Saturday, December 30, 2006

Back in Jakarta

I'm very surprised to be able to post to my blog given the disastrous disruption to the Internet caused by the broken fibre-optic cables near Taiwan. The paper today predicted that Indonesia would have only 40% of its usual Internet capacity by January 8th! The past couple of days have been distressing with no access to Google, Yahoo and most of my other commonly visited sites. 

Today, I've even managed to upload a photo to my blog. The photo is taken in Bali and shows Desy doing what she loves best: shopping. In Brisbane, she did a lot of shopping as well and I got tired just following her around. In Bali however, I not only got very tired but very hot as well. It was very humid. Desy is curiously oblivious to fatigue when she is indulging in her favourite pastime. 

Now that I'm back in Jakarta, I'm recuperating in my air-conditioned study which is a permanent no-shopping zone. Tomorrow is the dreaded Idul Adha or Islamic Day of Sacrifice (or as a friend of mine put it: Dead Goat Day, because that is the most animal most commonly slaughtered). While it is difficult to extract humour from such an imminent and senseless carnage, I'm reminded of a recent incident that I read about in Turkey, involving the sacrifice of a camel on an airport tarmac. On December 13th, The Guardian reported:
Bosses at Turkey's largest airline took a dim view today of maintenance workers sacrificing a camel at Istanbul airport to celebrate the delivery of a batch of planes. The country's national carrier, Turkish Airlines, suspended its chief of maintenance after the unusual celebration. Maintenance staff had banded together to buy the animal and then killed it to mark the delivery of 100 aircraft. Turkish newspapers carried pictures of the camel, two rugs thrown over its hump, before Tuesday's sacrifice. They also showed pictures of the animal chopped into pieces.

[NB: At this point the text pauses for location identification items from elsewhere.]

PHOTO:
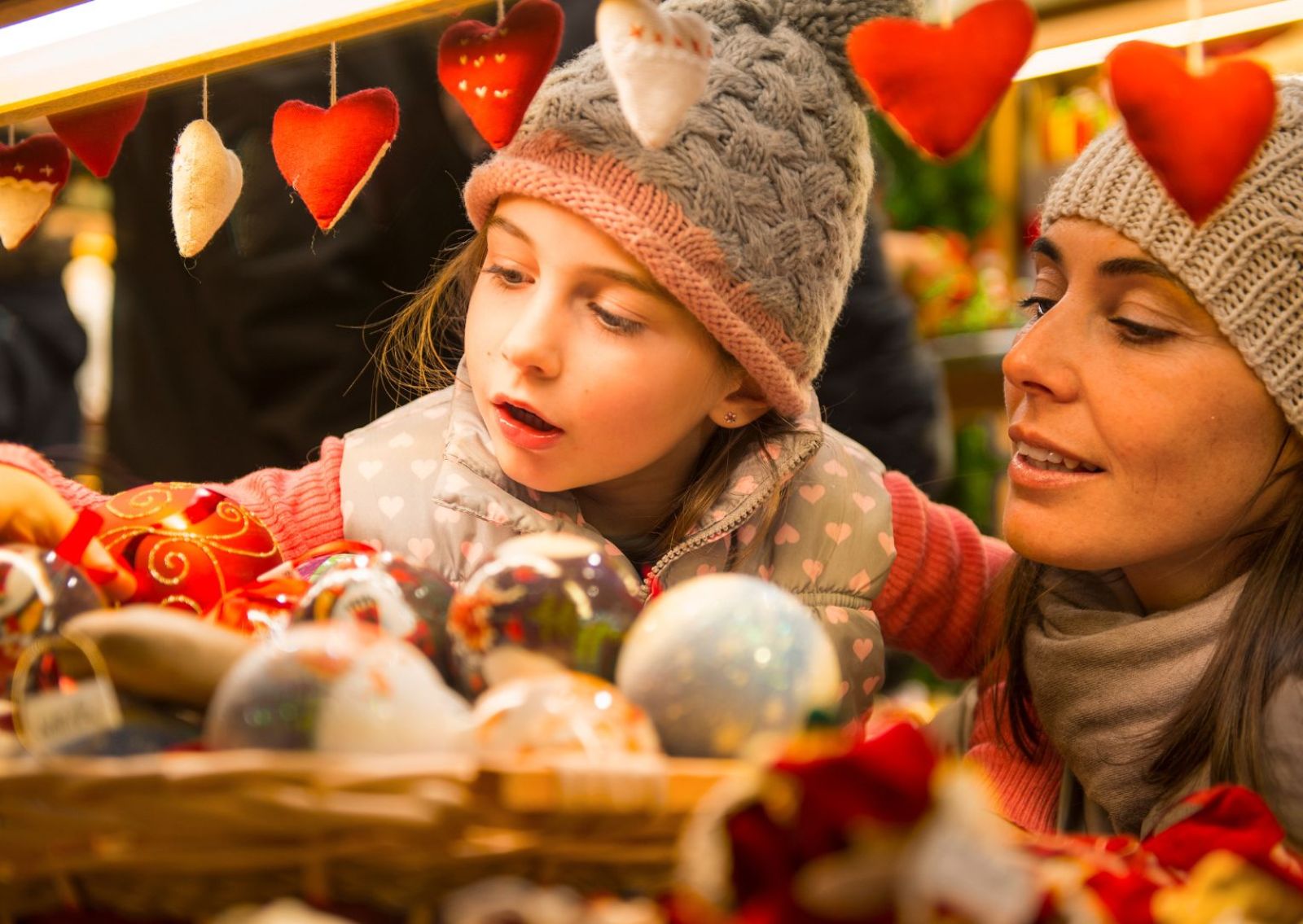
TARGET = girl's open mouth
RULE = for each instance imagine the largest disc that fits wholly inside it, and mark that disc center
(528, 418)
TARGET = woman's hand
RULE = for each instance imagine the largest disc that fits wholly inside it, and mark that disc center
(33, 511)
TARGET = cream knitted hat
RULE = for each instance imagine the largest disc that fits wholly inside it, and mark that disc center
(752, 215)
(1244, 264)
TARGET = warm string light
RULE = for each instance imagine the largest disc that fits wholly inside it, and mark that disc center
(334, 68)
(1196, 50)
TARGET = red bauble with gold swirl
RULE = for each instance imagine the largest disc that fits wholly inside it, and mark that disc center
(186, 544)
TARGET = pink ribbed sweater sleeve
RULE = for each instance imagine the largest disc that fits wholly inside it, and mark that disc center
(300, 507)
(940, 602)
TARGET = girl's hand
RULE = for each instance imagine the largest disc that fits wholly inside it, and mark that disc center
(32, 511)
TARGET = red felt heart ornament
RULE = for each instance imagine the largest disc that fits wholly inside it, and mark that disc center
(494, 72)
(327, 155)
(938, 85)
(95, 134)
(32, 173)
(1199, 134)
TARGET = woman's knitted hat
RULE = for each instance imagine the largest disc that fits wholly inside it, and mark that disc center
(752, 215)
(1244, 264)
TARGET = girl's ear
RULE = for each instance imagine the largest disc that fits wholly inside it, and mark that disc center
(742, 405)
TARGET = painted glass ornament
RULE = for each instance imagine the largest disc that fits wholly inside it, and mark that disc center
(38, 593)
(551, 596)
(559, 713)
(722, 659)
(336, 687)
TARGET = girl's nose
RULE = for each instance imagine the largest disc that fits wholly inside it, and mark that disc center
(1042, 360)
(533, 342)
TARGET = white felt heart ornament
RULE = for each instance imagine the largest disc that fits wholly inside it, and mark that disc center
(206, 182)
(658, 63)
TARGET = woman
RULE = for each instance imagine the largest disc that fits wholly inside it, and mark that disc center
(1153, 624)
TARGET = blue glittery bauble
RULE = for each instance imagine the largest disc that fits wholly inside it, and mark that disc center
(718, 659)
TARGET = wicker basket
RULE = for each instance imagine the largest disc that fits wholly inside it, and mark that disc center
(189, 834)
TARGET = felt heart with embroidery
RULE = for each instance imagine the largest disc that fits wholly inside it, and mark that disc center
(1198, 134)
(95, 134)
(206, 182)
(494, 72)
(327, 155)
(32, 173)
(937, 85)
(658, 63)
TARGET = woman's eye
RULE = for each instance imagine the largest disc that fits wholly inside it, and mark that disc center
(505, 277)
(1133, 331)
(614, 322)
(1036, 306)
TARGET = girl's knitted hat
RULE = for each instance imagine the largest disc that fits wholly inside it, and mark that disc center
(1244, 264)
(752, 215)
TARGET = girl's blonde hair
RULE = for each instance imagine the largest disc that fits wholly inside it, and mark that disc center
(412, 360)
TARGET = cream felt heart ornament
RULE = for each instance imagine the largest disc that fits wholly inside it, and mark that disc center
(206, 182)
(32, 173)
(658, 63)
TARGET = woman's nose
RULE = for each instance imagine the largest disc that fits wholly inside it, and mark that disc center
(1042, 360)
(533, 342)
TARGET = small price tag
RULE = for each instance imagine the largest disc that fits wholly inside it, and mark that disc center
(54, 718)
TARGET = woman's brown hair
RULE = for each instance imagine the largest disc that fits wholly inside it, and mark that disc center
(412, 361)
(1222, 721)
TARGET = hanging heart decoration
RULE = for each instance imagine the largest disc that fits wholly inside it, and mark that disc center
(32, 173)
(1198, 134)
(206, 182)
(95, 134)
(494, 72)
(658, 63)
(327, 155)
(937, 85)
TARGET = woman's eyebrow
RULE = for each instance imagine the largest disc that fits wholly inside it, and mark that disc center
(1042, 245)
(1137, 266)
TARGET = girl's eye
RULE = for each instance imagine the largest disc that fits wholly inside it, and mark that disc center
(1133, 331)
(614, 322)
(505, 277)
(1036, 306)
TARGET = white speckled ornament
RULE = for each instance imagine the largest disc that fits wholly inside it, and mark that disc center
(720, 659)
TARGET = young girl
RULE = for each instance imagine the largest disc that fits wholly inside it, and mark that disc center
(640, 331)
(1153, 640)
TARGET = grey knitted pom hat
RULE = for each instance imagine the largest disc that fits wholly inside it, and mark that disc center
(1244, 264)
(752, 215)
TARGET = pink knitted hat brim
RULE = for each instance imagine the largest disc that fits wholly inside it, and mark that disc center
(681, 256)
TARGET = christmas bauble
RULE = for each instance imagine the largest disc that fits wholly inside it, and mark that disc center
(186, 545)
(38, 593)
(264, 607)
(554, 596)
(559, 713)
(722, 659)
(401, 598)
(336, 687)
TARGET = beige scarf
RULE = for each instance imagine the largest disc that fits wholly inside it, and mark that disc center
(1107, 678)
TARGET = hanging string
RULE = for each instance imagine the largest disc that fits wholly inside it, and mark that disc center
(1196, 50)
(334, 65)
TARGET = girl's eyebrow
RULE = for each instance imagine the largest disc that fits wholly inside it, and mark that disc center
(630, 279)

Strange but true. Is it any wonder that Turkey is finding it hard gaining entry to the European Common Market? Naturally, I'll be staying indoors tomorrow and lighting some candles and incense as part of a little ceremony celebrating Ahimsa (the philosophy of revering of all life and refraining from harm to any living thing).

Sadly, too many Muslims nowadays focus only on unthinking ritual, the extrinsic as opposed to the intrinsic aspects of their religion.

As it is proclaimed in the Holy Qur'an:

"It is not their meat nor their blood, that reaches Allah; it is your piety that reaches Him."

(22.37)

Some Muslims realise this of course and have set up Internet sites interpreting the words of the Qur'an in a deeper and more symbolic way. Some sites actively encourage Muslims to embrace vegetarianism because they regard modern factory farming methods as not being halal (acceptable under Islam).

At http://www.veda.harekrsna.cz/bhaktiyoga/islamveg.htm, the following remarks are relevant to this issue:

Thus Allah does not require the flesh and blood of animals, much less of human beings. No one should suppose that meat or blood is acceptable to God. It was a Pagan fancy that Allah could be pleased by blood sacrifice. But Allah does accept the offering of our hearts.

Actually qurban, the animal slaughtering process ordained for Muslims, have an esoteric and exoteric meaning. While qurban externally refers only to Muslim dietary laws, inwardly qurban requires that we sacrifice our life to the devotion and service of God, and that we sacrifice our beastly qualities instead of the life of an animal.

"Qurban is not slaughtering chickens and cows and goats," explains Bawa Muhaiyaddeen. "There are four hundred trillion, ten thousand beasts here in the heart which must be slaughtered. They must be slaughtered in the qalb [the inner heart]. After these things have been slaughtered, what is eaten can then be distinguished as either halal [permissible] or haram [forbidden]."

Ultimately, the great ustad [preceptor] concludes, "everything that is seen in the world is haram. What is seen in Allah [God] alone is halal. Please eat that." (M. R. Bawa Muhaiyaddeen, Asma'ul-Husna: The 99 Beautiful Names of Allah, 1979, p. 181)

Yes indeed, please do eat that and not poor, hapless animals. Of course, such is the sensitivity and defensiveness of Islam nowadays that any comment on the interpretation of the Qur'an by a kafir (someone who is not a Muslim) could easily provoke unreasoning hostility from self-proclaimed defenders of the faith. I'm safe however, here in my air-conditioned study, I think.